昨年12月の子どもの読書に関する法律はすばらしい。図書環境は、ハード面ばかりではなく、人が大きく関わっている。本の数だけの問題ではない。
私は3人の子育て真っ最中の主婦である。(転勤族)行く先々で図書館や文庫があった。本を借りる場所であると同時に、ふれあいの場であった。本を借りるときのささやかな言葉がけがあった。(ていねいなレファレンスがあった。)
ただ本があればいいというのではない。加えて専門的知識をもった人やボランティアの人が必要だ。そして、知らない間に信頼関係が築かれ、心が開く。読書の習慣ができる。

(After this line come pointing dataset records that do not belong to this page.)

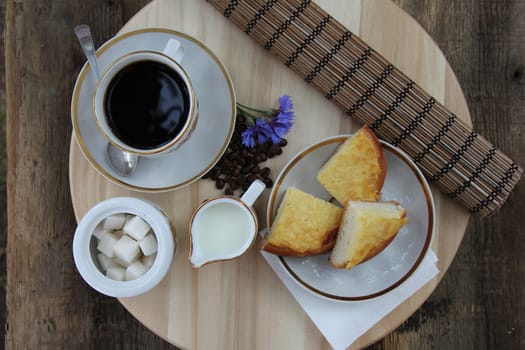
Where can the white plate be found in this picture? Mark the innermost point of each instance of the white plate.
(192, 160)
(404, 183)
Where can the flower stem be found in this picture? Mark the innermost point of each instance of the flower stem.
(243, 107)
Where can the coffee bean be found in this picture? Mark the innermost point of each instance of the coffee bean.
(240, 166)
(215, 174)
(265, 172)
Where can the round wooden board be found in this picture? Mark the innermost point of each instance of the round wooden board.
(242, 303)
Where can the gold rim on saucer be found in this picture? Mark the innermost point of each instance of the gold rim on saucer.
(75, 118)
(272, 204)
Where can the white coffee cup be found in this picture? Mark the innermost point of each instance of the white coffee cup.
(224, 228)
(169, 58)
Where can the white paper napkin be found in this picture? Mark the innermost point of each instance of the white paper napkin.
(342, 323)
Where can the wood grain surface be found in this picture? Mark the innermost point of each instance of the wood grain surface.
(478, 304)
(186, 308)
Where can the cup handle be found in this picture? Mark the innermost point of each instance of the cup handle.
(253, 192)
(174, 49)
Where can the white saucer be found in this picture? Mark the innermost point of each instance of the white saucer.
(210, 139)
(404, 183)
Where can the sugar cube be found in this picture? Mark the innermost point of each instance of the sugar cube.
(107, 244)
(106, 262)
(116, 273)
(148, 260)
(100, 231)
(135, 270)
(126, 249)
(136, 227)
(114, 222)
(148, 244)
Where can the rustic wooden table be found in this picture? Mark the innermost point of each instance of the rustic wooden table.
(479, 303)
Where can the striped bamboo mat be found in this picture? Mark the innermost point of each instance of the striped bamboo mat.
(368, 87)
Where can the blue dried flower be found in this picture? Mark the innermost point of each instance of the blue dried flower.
(273, 125)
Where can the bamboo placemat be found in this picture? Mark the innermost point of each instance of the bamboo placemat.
(368, 87)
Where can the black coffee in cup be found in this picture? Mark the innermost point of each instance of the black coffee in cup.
(146, 104)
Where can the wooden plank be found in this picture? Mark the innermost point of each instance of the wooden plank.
(480, 302)
(49, 305)
(198, 300)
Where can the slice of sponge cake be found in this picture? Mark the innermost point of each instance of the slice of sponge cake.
(366, 229)
(357, 169)
(304, 225)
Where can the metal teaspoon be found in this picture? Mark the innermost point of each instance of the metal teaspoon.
(122, 162)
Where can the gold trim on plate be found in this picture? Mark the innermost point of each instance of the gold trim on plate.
(430, 224)
(76, 93)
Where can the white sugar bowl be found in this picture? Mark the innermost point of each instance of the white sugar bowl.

4年前に紫波町に引っ越してきたが、町立図書館がなかった。公民館図書室では物足りない。そこで青森の杉の子図書館から絵本を25箱もらって、地区公民館で、お話会を開き、本の貸し出しをした。
平成12年の10月、公民館図書室と小中学校14校の図書のデータを共有し、ネットワークができた。学校図書館に、読書指導員(ほん太ネット)が、週2回入り、本の管理や手続き、運営補助、環境整備、修理、読み聞かせ、ブックトーク等を行った。

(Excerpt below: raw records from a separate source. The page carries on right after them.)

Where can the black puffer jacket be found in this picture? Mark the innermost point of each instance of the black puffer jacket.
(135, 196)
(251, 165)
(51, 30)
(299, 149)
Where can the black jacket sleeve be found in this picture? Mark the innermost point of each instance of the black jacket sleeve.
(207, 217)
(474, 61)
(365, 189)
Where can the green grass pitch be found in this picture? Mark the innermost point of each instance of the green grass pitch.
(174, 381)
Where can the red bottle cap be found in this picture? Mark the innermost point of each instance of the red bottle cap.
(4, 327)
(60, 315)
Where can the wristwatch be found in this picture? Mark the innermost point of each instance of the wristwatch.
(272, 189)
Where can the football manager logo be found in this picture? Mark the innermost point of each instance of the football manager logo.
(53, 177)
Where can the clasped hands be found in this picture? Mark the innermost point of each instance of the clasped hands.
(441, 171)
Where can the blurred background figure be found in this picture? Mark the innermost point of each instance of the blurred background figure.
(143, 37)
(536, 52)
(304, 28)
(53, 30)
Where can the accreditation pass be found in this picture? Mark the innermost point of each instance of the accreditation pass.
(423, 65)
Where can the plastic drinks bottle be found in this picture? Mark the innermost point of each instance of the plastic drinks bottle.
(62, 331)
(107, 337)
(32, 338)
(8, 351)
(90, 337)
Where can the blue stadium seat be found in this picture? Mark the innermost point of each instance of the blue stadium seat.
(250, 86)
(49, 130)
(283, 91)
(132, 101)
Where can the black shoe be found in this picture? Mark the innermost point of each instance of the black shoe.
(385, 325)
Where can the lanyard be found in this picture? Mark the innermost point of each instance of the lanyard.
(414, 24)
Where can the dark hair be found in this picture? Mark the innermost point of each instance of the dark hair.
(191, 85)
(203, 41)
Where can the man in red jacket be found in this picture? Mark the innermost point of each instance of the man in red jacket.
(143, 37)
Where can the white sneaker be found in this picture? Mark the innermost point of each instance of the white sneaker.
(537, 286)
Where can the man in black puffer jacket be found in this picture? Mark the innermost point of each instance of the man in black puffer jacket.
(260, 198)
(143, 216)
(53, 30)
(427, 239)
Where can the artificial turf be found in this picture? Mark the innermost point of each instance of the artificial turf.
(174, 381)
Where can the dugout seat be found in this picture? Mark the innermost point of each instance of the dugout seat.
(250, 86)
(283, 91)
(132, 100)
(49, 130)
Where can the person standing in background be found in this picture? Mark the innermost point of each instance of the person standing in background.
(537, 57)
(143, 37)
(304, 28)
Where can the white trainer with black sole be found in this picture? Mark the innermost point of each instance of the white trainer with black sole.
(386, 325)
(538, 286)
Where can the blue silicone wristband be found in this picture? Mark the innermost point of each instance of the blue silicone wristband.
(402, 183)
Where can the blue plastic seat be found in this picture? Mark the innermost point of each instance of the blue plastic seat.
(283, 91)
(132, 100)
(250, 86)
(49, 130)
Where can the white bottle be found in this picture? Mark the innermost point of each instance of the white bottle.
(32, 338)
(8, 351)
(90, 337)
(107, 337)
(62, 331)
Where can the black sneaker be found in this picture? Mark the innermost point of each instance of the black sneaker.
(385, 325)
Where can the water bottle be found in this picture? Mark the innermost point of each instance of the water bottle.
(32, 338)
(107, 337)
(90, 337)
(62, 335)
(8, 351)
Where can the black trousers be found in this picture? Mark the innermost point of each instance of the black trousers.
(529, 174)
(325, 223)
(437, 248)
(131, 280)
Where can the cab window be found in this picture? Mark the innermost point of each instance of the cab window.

さらに、赤石小、古館小、紫波第一中の図書館を土曜日の午後、一般に開放をしている。同時にパソコンも貸し出し、地域のメディアセンターのようになっている。
《コーディネーター:岸裕司氏》
だれでもネットワーク化された10万冊の本を借りることができる。地域の人の手で、土曜開放 が行われていることも、大きな紫波町の特徴だ。
熊谷さんも菅原さんも「風の人」で、「土の人」ではない。この両者が折り合って創造するのが、「風土」という。女性のエネルギーが大きい。
自分の子どもの環境をよりよくしたい。それを、隣の子ども、町の子どもに広げて活動できる。生き甲斐になる。
一人でセロハンとはさみを持ち、図書の整理をするお母さんがいる。ボランティアは一人でもできる。
《会場:福島県郡山読書コミュニティ会長、庄司さん》
石川は2万人弱の町、公立図書館がない。
石川高校で、初めて朝読書に取り組んだ。今では、511校で取り組むようになった。
朝読書の全国大会を開いた。(読書活動が町おこしになる)はじめは、福島県のサポート事業の支援をいただいて、今年はゆめ基金(240万)を活用している。
基本理念は、あらゆる機会に、あらゆる場所で、読書のできる読書環境を整備する。